The boy pulls me over and wipes my hair off my face. He touches my cheek, running his dirty fingers all over the edge where my diamond begins. Peabody howls and wiggles out of my grasp.
I shudder. I hold my breath, and then when the boy runs his fingers close enough, I grab his hand and send my teeth deep into the thin skin between his thumb and his finger. He screams that terrible high-pitched screech cats make at night. When I let go of him, he is already crying. He sucks at his hand.
‘She’s marked you!’ the youngest boy shrieks. Tears rush down his face.
Peabody barks and howls. He leaps between me and the boys. That’s when there is another sound, this time a bear growling.
Bobby grabs the tallest boy and flings him off me like a bag of potatoes. Then he picks up the little one and hurls him past the first.
The round boy runs over and drags the little one to his feet and then the tall one is running up the hill and away from our travelling show and the other two are chasing after.
Bobby helps me up and as soon as I am off the ground, I throw myself on him, sobbing, and you can tell he does not know much about children or what you are supposed to do when one is crying, because his arms are stiff as
barn boards as they wrap around me.
‘You run slower than Cordelia,’ he says after a while, patting my head in a way that feels more like a thumping, but I don’t really care because it is Bobby. ‘You’re going to have to run faster than that if you’re going to look after that little dog.’

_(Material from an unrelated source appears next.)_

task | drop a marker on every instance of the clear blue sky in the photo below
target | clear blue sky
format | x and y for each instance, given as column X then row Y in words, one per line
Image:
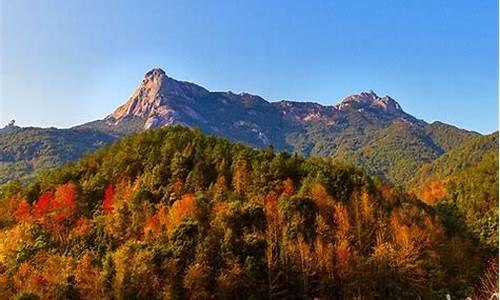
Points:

It is more words than I have ever heard him put together, and for some reason it makes me cry awful hard.
The next morning before the sun is hardly up, Peabody and I are out by the Little Pig Race, with Bobby holding up his watch. ‘If I can teach pigs to run, I can teach a girl.’ I am not sure if I should take offence or not.
Training girls is different, though, because Bobby does not use corn. He uses his pocket watch, and the memory of those boys.
‘Tie those tight,’ he says, pointing at my work boots. I wind the laces around and around the top of each boot to keep them from dragging. I can’t do anything about the holes in the soles.
‘See those woods and that hill and that pine tree at the top?’
I put my hand up to block the sun, just rising. There is a field that heads straight into woods that climb steeply. I will have to climb over at least one stone wall before I reach the trees. My legs still shake from last night. Bobby looks to see if I am paying attention. ‘Running in the woods will build stamina. And it will make you fast. Now, the trick is to remember those boys with every step you take. Slow down if you have to, but do not stop. You
will find your second wind.’
He’s talking way more than I have ever heard him before. I look at the pine tree at the top. It is straight up. Peabody is grinning, he is so excited about what is going to happen.
‘Ready?’
I want to shake my head, but I remember the boys. Bobby holds up his arm.
‘Get set, go!’ He drops his arm and I run out past him, my Jell-O legs trying to hold me up. Peabody is right beside me jumping and yipping and barking, he is so happy to be flying so fast over the parched grass.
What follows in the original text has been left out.